Um homem muito velho está num leito de hospital. Membro de uma
tradicional família brasileira, ele desfia, num monólogo dirigido à
filha, às enfermeiras e a quem quiser ouvir, a história de sua linhagem
desde os ancestrais portugueses, passando por um barão do Império, um
senador da Primeira República, até o tataraneto, garotão do Rio de
Janeiro atual. A fala desarticulada do ancião cria dúvidas e suspenses
que prendem o leitor. O discurso da personagem parece espontâneo, mas o
escritor domina com mão firme as associações livres, as falsidades e os
não ditos, de modo que o leitor pode ler nas entrelinhas, partilhando a
ironia do autor, verdades que a personagem não consegue enfrentar. Tudo,
neste texto, é conciso e preciso; como num quebra-cabeça bem concebido,
nenhum elemento é supérfluo.
Percorre todo o livro a paixão mal vivida e mal compreendida do narrador por uma
mulher. Os múltiplos traços de Matilde, seu "olhar em pingue-pongue",
suas corridas a cavalo ou na praia, suas danças, seus vestidos
espalhafatosos, ao mesmo tempo que determinam a paixão do marido e
impregnam indelevelmente sua lembrança, ocasionam a infelicidade de
ambos. Embora vista de forma indireta e em breves flashes Matilde se torna, também para o leitor, inesquecível.

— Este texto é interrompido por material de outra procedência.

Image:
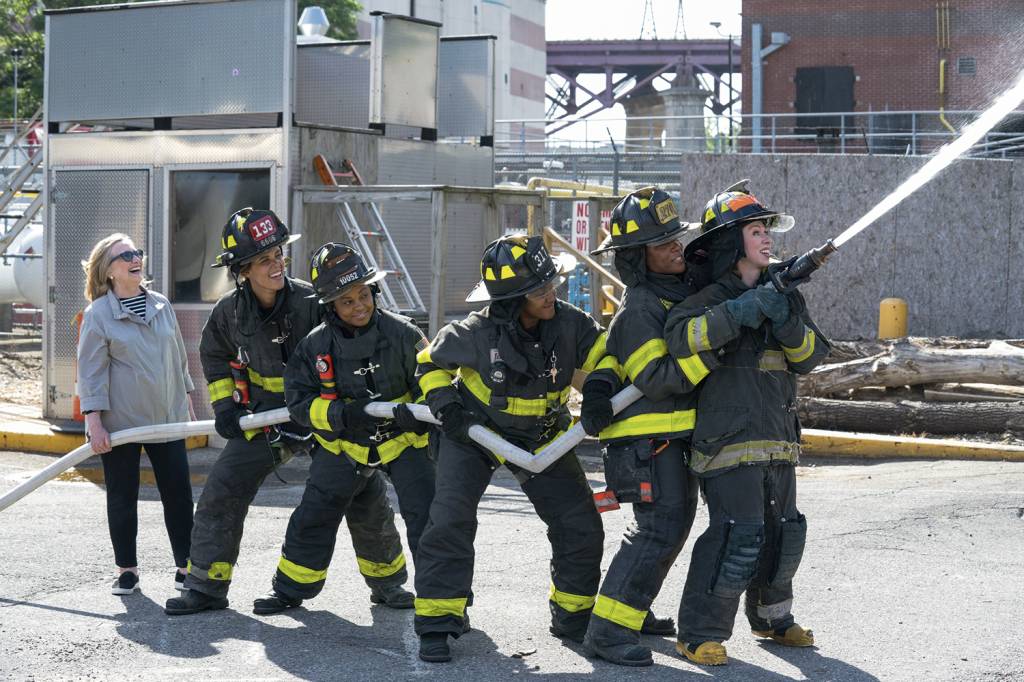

Outras figuras, fixadas a partir de mínimos traços, circulam pela
memória do protagonista: o arrogante engenheiro francês Dubosc; a mãe do
narrador, que, de tão reprimida e repressora, "toca" piano sem emitir
nenhum som; a namorada do garotão com seus piercings e gírias. É espantoso como tantas personagens ganham vida neste breve romance. Leite derramado é obra de um escritor em plena posse de seu talento e de sua linguagem.